December 06, 2007
Matthew Shepard Act RIP?
Posted by: Chris
Senate Democratic leaders Harry Reid and Edward Kennedy acquiesced this morning to demands by Democrats on the House Armed Services Committee to remove the Matthew Shepard Act from the Defense Department funding bill, the Washington Blade and 365gay.com are reporting. That deeply disappointing decision comes several weeks after press accounts first surfaced from Capitol Hill that the hate crime measure was caught in a wedge in the House between conservatives who opposed the hate crime add-on and liberals who opposed Iraq war funding.
In an (unfortunately typical) unbylined story that cites no sources, 365gay.com reports: "In a private meeting Wednesday night, House Majority Leader Steny Hoyer (D-Md.) and House Democratic Whip James Clyburn (D-S.C.) told Sen. Carl Levin, D-Mich., that if the Senate continued to insist on the hate crimes provision the defense legislation would fail." (Usually when Logo's 365gay engages in such irresponsible (and illegal) journalism, it means they've stolen the story outright from another media source,
probably in this case Congressional Quarterly, which restricts most of its web content to subscribers. Who knows, in this case. As it turns out, 365gay stole the info from AP, which 365gay at least pays for but did not appropriately credit.)
That AP report quotes an unidentified House as saying the hate crime inclusive DOD bill was "40 votes short, not four or six."
Regardless, the saga surrounding the Matthew Shepard Act is most striking in contrast to what happened with the Employment Non-Discrimination Act. The parallels are obvious: a House whip count showed the votes weren't there for transgender protections in ENDA, so they were stripped and the compromise bill passed the House. It appears the same fate befell the Shepard Act as part of the DOD reauthorization, although it's unclear whether the inclusion of "gender identity" helped tank the hate crime bill, too.
Even if the Shepard Act would have siphoned off too many votes from the DOD bill as a gay-only measure, the Democrats don't get a bye on this one. The tactic of adding the hate crime bill to the Defense Department bill was suspect from the beginning, but it was Kennedy and Reid who decided to do so, knowing the Iraq war already made that legislation a white-hot button. Granted, they did so because President Bush threatened to veto a stand-alone Shepard Act, but having chosen that path the onus was on Congressional Democrats to see the measure through to passage.
This is the rub on the Democratic Party and gay rights on the federal level. Despite overwhelming support for hate crimes and workplace protections for years now, the Democrats have not made either measure a sufficiently high priority to get the job done, even when they controlled one or both houses of Congress and the White House. A gay-inclusive hate crime bill has passed the House and Senate several times before, only to die because Republicans killed it in conference, Now that the Democrats are in charge, and we get the same result.

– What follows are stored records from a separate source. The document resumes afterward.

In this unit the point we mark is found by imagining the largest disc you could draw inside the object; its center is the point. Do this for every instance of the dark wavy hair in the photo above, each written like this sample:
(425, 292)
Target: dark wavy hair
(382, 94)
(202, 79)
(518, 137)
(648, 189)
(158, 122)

Also on the hook are Matt Foreman, the National Gay & Lesbian Task Force and the so-called "United ENDA" organizations. These groups managed to mount a massive lobbying push after Barney Frank announced that trans protections were being pulled from ENDA so that it could pass the House. But despite weeks of advance notice, they stayed almost entirely silent when the fate of the Shepard Act -- which is trans-inclusive -- hung in the balance.
There's no excuse for that, and it makes that earlier ENDA fight look less and less like one over principle and more and more like Beltway posturing by the Task Force to elbow the Human Rights Campaign out of favor with grassroots GLBT groups. HRC isn't off the hook either, having waited until after the Thanksgiving holiday, losing two critical lobbying weeks, to issue its first action alert signaling the hate crimes bill was in jeopardy. During the ENDA fight, HRC also mounted a no-holds-barred lobbying effort for the trans provision, but inexplicably we saw nothing like that for the Shepard Act.
Thankfully, the Blade is also reporting that Barney Frank, for one, hasn't given up the fight on hate crimes and is calling on the Senate to pass the Shepard Act again as a stand-alone measure by the end of February. Considering the hate crime bill got 60 votes in the Senate even as a controversial add-on to the DOD bill, that should be an easy sell. So should be finding a less controversial bill to tack the Shepard Act on as an amendment, shielding it from a possible Bush veto.
But as always, we wait for Congressional Democrats (and our Washington, D.C. lobbying groups) to actually produce results.